Reciprocal regulation of Rag expression in thymocytes by the zinc-finger proteins, Zfp608 and Zfp609

Abstract

Recombination-activating gene 1 (Rag1) and Rag2 enzymes are required for T cell receptor assembly and thymocyte development. The mechanisms underlying the transcriptional activation and repression of Rag1 and Rag2 are incompletely understood. The zinc-finger protein, Zfp608, represses Rag1 and Rag2 expression when expressed in thymocytes blocking T-cell maturation. Here we show that the related zinc-finger protein, Zfp609, is necessary for Rag1 and Rag2 expression in developing thymocytes. Zfp608 represses Rag1 and Rag2 expression indirectly by repressing the expression of Zfp609. Thus, the balance of Zfp608 and Zfp609 plays a critical role in regulating Rag1 and Rag2 expression, which may manifest itself not only during development of immature thymocytes into mature T cells but also in generation of the T-cell arm of the adaptive immune system, which does not fully develop until after birth.

Figure 1

Reciprocal expression of Zfp608, Zfp609, Rag and Aire in wild-type and ZORI thymocytes. Expression levels of the indicated genes (a, b, c, d and g) in wild-type and ZORI thymocytes (a, b, c, and g) and thymic epithelia (d), were determined by PCR using Taqman assays.

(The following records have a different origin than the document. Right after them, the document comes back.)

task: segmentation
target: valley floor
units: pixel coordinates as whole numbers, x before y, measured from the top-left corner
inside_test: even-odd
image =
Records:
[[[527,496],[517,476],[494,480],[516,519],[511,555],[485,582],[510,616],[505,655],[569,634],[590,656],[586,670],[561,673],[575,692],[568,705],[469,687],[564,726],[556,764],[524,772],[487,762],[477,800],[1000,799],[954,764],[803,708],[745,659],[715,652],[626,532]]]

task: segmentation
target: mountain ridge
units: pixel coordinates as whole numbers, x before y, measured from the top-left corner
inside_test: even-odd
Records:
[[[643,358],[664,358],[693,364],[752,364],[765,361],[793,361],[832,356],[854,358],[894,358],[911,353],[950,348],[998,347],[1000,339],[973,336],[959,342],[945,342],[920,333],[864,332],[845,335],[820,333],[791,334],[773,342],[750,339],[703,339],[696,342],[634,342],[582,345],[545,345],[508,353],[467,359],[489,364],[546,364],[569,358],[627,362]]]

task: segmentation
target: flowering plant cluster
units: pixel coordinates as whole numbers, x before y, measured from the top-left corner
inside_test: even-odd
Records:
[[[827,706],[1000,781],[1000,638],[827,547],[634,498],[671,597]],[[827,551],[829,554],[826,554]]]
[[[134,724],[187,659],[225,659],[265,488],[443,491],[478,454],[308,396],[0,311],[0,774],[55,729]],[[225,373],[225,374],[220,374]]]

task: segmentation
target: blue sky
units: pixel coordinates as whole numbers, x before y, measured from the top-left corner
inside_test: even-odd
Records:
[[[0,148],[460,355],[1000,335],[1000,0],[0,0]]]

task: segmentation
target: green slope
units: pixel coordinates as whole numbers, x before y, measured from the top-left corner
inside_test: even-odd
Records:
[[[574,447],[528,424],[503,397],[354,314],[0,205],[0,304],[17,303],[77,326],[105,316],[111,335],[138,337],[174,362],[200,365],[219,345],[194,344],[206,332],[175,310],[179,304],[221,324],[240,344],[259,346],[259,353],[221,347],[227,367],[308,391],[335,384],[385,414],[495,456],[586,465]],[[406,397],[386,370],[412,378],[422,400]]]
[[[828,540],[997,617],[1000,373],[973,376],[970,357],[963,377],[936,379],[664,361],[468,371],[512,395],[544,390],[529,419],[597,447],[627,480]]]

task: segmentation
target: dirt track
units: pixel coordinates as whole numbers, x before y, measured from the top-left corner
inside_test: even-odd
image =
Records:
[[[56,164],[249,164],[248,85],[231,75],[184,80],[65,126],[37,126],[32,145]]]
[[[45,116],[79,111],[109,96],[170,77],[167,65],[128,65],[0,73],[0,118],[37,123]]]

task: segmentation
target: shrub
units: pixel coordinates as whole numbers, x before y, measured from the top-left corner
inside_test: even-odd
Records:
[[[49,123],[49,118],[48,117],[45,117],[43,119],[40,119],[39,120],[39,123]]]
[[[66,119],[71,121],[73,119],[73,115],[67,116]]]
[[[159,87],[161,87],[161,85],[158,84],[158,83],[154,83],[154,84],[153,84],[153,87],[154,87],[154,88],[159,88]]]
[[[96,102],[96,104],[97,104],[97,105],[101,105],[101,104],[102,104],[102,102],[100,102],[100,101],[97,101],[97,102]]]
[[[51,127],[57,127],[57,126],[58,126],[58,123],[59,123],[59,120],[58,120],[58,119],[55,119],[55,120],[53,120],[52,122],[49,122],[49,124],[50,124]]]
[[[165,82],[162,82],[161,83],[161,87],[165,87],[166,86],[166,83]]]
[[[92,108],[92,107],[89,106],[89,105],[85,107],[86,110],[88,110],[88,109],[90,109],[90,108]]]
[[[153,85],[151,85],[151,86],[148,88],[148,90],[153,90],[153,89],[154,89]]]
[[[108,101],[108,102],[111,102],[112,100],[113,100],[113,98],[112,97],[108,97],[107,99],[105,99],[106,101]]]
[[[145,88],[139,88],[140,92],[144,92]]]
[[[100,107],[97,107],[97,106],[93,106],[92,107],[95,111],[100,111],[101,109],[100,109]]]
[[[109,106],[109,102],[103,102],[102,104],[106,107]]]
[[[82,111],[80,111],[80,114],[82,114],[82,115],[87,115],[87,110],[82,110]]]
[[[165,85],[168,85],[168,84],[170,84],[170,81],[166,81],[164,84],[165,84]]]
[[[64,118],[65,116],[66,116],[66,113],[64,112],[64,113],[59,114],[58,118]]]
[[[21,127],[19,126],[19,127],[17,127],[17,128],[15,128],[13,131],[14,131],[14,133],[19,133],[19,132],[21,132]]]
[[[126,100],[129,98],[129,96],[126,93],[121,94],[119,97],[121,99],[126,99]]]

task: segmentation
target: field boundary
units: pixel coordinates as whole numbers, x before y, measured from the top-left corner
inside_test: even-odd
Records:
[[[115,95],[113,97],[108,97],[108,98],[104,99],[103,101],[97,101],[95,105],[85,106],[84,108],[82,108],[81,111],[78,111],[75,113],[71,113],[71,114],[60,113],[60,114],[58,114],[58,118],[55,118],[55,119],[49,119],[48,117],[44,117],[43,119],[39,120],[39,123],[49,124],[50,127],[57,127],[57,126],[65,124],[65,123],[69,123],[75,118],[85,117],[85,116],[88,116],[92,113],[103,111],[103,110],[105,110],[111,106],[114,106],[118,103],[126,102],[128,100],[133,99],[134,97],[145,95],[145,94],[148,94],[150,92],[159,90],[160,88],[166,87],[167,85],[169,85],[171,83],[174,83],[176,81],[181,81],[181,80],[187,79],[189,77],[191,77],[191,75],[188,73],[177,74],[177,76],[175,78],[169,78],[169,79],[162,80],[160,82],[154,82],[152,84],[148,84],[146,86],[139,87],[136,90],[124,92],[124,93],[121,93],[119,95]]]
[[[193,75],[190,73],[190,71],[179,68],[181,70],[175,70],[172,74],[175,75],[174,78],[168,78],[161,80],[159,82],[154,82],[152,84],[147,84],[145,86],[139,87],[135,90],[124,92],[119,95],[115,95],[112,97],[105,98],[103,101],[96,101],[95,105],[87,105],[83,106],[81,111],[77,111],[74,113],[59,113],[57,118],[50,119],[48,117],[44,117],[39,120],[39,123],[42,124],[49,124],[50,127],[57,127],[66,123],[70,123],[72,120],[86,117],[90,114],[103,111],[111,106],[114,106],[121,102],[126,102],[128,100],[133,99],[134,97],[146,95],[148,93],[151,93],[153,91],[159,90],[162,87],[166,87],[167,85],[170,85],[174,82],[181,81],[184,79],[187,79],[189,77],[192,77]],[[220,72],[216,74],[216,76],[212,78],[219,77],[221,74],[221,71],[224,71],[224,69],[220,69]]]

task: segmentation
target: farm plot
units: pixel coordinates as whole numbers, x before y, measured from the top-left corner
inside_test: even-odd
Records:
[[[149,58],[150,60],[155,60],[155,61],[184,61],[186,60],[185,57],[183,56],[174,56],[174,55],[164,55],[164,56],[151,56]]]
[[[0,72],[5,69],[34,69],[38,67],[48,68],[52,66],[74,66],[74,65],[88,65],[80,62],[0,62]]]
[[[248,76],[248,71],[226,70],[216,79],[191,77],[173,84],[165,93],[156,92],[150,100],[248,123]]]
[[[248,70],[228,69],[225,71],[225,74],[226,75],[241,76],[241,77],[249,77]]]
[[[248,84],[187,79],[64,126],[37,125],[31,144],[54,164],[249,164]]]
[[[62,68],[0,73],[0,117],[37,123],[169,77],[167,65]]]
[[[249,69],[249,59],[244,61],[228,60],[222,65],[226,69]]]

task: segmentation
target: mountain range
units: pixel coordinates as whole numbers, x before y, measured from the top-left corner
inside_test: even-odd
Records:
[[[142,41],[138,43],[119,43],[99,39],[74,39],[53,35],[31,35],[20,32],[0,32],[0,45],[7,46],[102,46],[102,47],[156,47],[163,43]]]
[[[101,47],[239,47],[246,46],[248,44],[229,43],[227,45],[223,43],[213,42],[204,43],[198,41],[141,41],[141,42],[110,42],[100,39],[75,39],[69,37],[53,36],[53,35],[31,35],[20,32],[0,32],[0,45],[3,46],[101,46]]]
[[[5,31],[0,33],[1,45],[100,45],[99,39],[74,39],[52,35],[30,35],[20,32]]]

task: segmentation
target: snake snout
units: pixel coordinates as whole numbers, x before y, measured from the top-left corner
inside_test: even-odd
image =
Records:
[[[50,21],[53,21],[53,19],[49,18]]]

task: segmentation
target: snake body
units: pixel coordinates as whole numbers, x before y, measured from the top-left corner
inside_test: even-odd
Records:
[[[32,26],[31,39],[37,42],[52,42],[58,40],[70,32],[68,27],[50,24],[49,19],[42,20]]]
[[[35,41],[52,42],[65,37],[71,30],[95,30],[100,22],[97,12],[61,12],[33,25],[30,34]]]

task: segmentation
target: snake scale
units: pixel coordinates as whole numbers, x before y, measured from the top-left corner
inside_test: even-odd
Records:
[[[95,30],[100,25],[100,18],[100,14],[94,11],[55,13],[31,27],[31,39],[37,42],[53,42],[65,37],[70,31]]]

Results are expressed relative to Gapdh levels: (a) Zfp608, (b) Zfp609, (c) Rag1, (d) Rag2 and (g) Aire. (e) Acetylated histone 4 levels at Rag1 promoter in wild-type and ZORI thymocytes as determined by chromatin immunoprecipitation (ChIP). Results are expressed as fraction of input. (f) Acetylated histone 4 levels at the Rag2 promoter in wild-type and ZORI thymocytes. *P<0.05.

Figure 2

mRNA expression levels of (a) Zfp608, (b) Rag1, (c) Rag2 and (d) Zfp609 in NIH-3T3 fibroblasts and VL3-3M2 thymocytes. Expression levels of the indicated genes were determined as in Figure 1. Results are normalized to expression levels of Gapdh. Error bars represent s.d. *P<0.05.

Figure 3

Zfp608 decreases expression of Rag1, Rag2 and Zfp609 in VL3-3M2 cells. Expression levels of (a) Zfp608, (b) Rag1, (c) Rag2 and (d) Zfp609 (determined as in Figure 1) in VL3-3M2 and in VL3-3M2 cells after stable transfection of a Zfp608 expression plasmid, VL3-3M2-Zfp608 cells. Expression levels were normalized to Gapdh. (e) The levels of Rag1 and Rag2 relative to Zfp608 and Zfp609. Error bars are s.d. *P<0.05.

Figure 4

Zfp609 is a positive regulator of Rag1 and Rag2 in VL3-3M2-Zfp608 cells. VL3-3M2-Zfp608 cells were transiently transfected with a Zfp609 expression plasmid or empty vector control. (a) Zfp609, (b) Rag1 and (c) Rag2 expression levels were determined as in Figure 1. Results are expressed relative to Gapdh. (d) Rag1 and Rag2 relative to Zfp608 and Zfp609. Error bars are s.d. *P<0.05.

Figure 5

siRNA-mediated knockdown of Zfp609 in VL3-3M2 thymocytes and BALB/c thymocytes reduces Rag expression. (a–c) Gene expression levels of Zfp609, Rag1 and Rag2 in VL3-3M2 thymocytes after siRNA-mediated Zfp609 knockdown relative to Gapdh. (d) Rag1 and Rag2 expression levels in VL3-3M2 thymocytes after siRNA-mediated knockdown relative to Zfp609. (e–g) Zfp609, Rag1 and Rag2 expression levels in BALB/c thymocytes after siRNA-mediated Zfp609 knockdown. (h) Rag1 and Rag2 expression levels in BALB/c thymocytes after siRNA knockdown relative to Zfp609. *P<0.05.

Figure 6

Promoter activity of Zfp609 and Rag1 in VL3-3M2 thymocytes. (a) Zfp609 promoter activity in the presence and absence of Zfp608 in VL3-3M2 thymocytes. (b) Rag1 promoter activity in the presence or absence of Zfp609 in VL3-3M2 thymocytes. *P<0.05.